Après le succès la dernière exposition-événement d’Artsénat « Du vent dans les branches » et pour la 8ème édition, Chantal Mennesson, Présidente de la Biennale d’Issy, met en scène 45 artistes peintres, sculpteurs, photographes et vidéastes internationaux.

Cette nouvelle édition illustre la phrase de Diderot dans Essai sur la peinture : «Mon Dieu, délivrez-moi du modèle».

Plusieurs questions sont posées : Modèle et étalon? Fidélité et imitation. Prototype, référence et parangon… Comment peut-on s’affranchir de l’enseignement de ses maîtres? Comment se démarquer d’une lignée d’artistes? Peut-on se libérer d’une dictature idéologique? Sait-on se dégager de son substrat culturel? La création peut-elle exister ex-nihilo?

Les idées s’échangent et se mêlent.

De multiples échanges existent entre le modèle et l’artiste, entre le spectateur et l’œuvre et, de manière plus problématique, entre le spectateur et le modèle. L’artiste anthropologue est immergé dans de son propre contexte socioculturel. Il se mute en ethnographe lorsqu’il devient enquêteur sur le terrain. «Chaque créateur est le reflet d’une certaine conception du réel tel qu’il se donne à la perception» (Merleau-Ponty, L’œil et l’esprit).

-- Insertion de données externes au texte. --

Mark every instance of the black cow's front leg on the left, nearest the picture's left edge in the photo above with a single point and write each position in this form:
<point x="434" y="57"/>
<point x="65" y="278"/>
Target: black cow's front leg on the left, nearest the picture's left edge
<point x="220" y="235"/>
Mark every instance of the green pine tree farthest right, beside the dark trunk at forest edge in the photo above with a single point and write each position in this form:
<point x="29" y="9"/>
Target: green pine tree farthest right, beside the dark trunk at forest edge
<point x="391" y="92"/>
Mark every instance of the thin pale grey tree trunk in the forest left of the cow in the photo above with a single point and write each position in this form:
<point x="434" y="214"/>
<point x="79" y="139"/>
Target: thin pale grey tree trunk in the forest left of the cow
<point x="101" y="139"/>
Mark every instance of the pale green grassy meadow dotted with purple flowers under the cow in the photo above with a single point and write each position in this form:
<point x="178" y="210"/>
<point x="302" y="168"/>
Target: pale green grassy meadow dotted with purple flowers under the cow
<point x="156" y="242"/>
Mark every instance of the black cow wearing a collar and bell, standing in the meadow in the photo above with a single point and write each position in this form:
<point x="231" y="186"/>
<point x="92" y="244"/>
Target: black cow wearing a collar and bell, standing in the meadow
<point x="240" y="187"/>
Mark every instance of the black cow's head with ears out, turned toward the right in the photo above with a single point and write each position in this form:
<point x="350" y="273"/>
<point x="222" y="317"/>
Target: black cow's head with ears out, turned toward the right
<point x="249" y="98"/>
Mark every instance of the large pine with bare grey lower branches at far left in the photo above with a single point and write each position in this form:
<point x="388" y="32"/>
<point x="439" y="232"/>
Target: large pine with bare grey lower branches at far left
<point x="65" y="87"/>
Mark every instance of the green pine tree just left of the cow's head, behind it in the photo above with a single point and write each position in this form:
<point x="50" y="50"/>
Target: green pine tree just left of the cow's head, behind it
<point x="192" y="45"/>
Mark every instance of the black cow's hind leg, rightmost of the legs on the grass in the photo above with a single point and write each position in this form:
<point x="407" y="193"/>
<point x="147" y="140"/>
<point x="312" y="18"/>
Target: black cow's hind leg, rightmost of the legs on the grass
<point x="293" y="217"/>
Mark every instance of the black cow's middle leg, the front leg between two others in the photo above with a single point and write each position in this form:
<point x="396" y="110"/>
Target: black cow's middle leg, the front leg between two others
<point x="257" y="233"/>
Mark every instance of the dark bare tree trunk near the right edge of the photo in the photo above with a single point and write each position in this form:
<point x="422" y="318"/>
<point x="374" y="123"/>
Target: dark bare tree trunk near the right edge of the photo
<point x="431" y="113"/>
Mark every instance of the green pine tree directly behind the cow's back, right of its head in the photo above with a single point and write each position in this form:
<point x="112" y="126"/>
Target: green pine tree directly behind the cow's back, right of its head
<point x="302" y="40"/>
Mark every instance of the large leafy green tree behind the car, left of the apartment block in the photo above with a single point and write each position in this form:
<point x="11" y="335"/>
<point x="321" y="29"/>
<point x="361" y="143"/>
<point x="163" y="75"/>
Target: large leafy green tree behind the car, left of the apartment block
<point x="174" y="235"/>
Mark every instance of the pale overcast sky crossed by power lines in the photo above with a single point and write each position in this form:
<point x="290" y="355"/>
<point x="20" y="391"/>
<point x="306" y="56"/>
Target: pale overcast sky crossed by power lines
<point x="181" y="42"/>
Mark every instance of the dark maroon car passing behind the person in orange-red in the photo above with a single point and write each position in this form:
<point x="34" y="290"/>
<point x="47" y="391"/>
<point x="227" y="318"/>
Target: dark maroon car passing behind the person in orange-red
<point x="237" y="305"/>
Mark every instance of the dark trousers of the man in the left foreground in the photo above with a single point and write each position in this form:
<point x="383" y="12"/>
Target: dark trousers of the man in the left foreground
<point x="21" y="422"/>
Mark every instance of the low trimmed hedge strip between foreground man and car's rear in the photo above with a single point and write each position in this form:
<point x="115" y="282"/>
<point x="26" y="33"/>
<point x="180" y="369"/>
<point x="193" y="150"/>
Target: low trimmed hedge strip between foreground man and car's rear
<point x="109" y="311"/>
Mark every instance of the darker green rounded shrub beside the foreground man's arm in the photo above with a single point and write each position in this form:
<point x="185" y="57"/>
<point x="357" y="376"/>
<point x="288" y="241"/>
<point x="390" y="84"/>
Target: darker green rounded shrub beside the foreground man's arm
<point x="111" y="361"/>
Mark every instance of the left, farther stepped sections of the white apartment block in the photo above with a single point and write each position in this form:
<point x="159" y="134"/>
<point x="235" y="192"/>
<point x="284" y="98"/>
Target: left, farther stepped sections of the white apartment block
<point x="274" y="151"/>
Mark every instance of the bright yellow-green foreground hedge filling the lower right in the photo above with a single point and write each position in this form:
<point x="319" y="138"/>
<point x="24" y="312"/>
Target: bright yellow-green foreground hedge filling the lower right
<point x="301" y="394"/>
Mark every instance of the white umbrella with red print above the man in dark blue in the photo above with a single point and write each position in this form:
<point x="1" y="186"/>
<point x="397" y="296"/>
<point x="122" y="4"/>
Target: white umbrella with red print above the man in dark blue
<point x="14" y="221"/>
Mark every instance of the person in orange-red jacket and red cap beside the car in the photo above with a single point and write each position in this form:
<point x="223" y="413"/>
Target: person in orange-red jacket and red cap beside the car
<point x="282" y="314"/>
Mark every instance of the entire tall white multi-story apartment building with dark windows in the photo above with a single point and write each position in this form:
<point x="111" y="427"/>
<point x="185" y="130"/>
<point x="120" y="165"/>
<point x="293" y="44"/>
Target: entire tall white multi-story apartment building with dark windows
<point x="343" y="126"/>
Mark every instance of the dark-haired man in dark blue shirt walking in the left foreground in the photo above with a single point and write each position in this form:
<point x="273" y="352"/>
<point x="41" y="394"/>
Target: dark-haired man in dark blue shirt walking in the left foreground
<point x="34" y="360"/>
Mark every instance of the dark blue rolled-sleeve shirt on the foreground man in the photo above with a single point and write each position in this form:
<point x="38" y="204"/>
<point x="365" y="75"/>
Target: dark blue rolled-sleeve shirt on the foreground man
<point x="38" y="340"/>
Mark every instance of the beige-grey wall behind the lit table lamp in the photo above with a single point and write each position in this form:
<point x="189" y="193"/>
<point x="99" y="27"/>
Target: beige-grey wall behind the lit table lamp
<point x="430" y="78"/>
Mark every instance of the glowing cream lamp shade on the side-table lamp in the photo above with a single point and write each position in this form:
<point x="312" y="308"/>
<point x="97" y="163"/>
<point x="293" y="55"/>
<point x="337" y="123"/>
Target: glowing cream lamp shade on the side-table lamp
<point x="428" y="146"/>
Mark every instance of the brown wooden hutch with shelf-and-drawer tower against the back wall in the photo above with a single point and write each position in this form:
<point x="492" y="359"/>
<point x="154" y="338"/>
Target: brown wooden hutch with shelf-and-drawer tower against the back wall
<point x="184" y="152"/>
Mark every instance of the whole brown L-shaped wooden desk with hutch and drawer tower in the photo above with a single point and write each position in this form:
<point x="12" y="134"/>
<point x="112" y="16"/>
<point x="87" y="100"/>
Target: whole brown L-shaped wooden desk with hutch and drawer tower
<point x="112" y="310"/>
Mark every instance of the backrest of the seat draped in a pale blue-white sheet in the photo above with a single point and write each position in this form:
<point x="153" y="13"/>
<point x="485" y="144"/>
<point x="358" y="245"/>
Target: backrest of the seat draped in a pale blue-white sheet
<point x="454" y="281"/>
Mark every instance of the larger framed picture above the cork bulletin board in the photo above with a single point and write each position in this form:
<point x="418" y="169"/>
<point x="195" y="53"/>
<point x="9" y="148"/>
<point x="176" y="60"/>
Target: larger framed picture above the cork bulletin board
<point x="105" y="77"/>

Les 45 œuvres exposées offrent des dialogues subjectifs et témoignent de conversations, de partages et de négociations constants. Dans ce creuset que représente la Biennale d’Issy, une sincérité effective des échanges interdisciplinaires naissent. S’y entrelacent des déclinaisons expérimentales défiant toutes les catégories convenues. Métaphore auditive ou dissonance visuelle, l’artiste polymorphe joue de la forme et de la couleur, de la surface et de la ligne, du son et de l’écriture. Quête de profondeur ? Il tente de se rapprocher de l’éternité.

Peintres, sculpteurs, photographes et vidéastes exposés interrogent les frontières, rompent les liens entre les lisières génériques et codes artistiques pour convoquer d’autres images. Les siècles sont sources de ressemblances et de dissemblances alors que l’artiste devient guetteur d’une désinvolte infidélité. L’homme prend pour modèle un réel sensible et intelligible et lui fait subir une métamorphose radicale.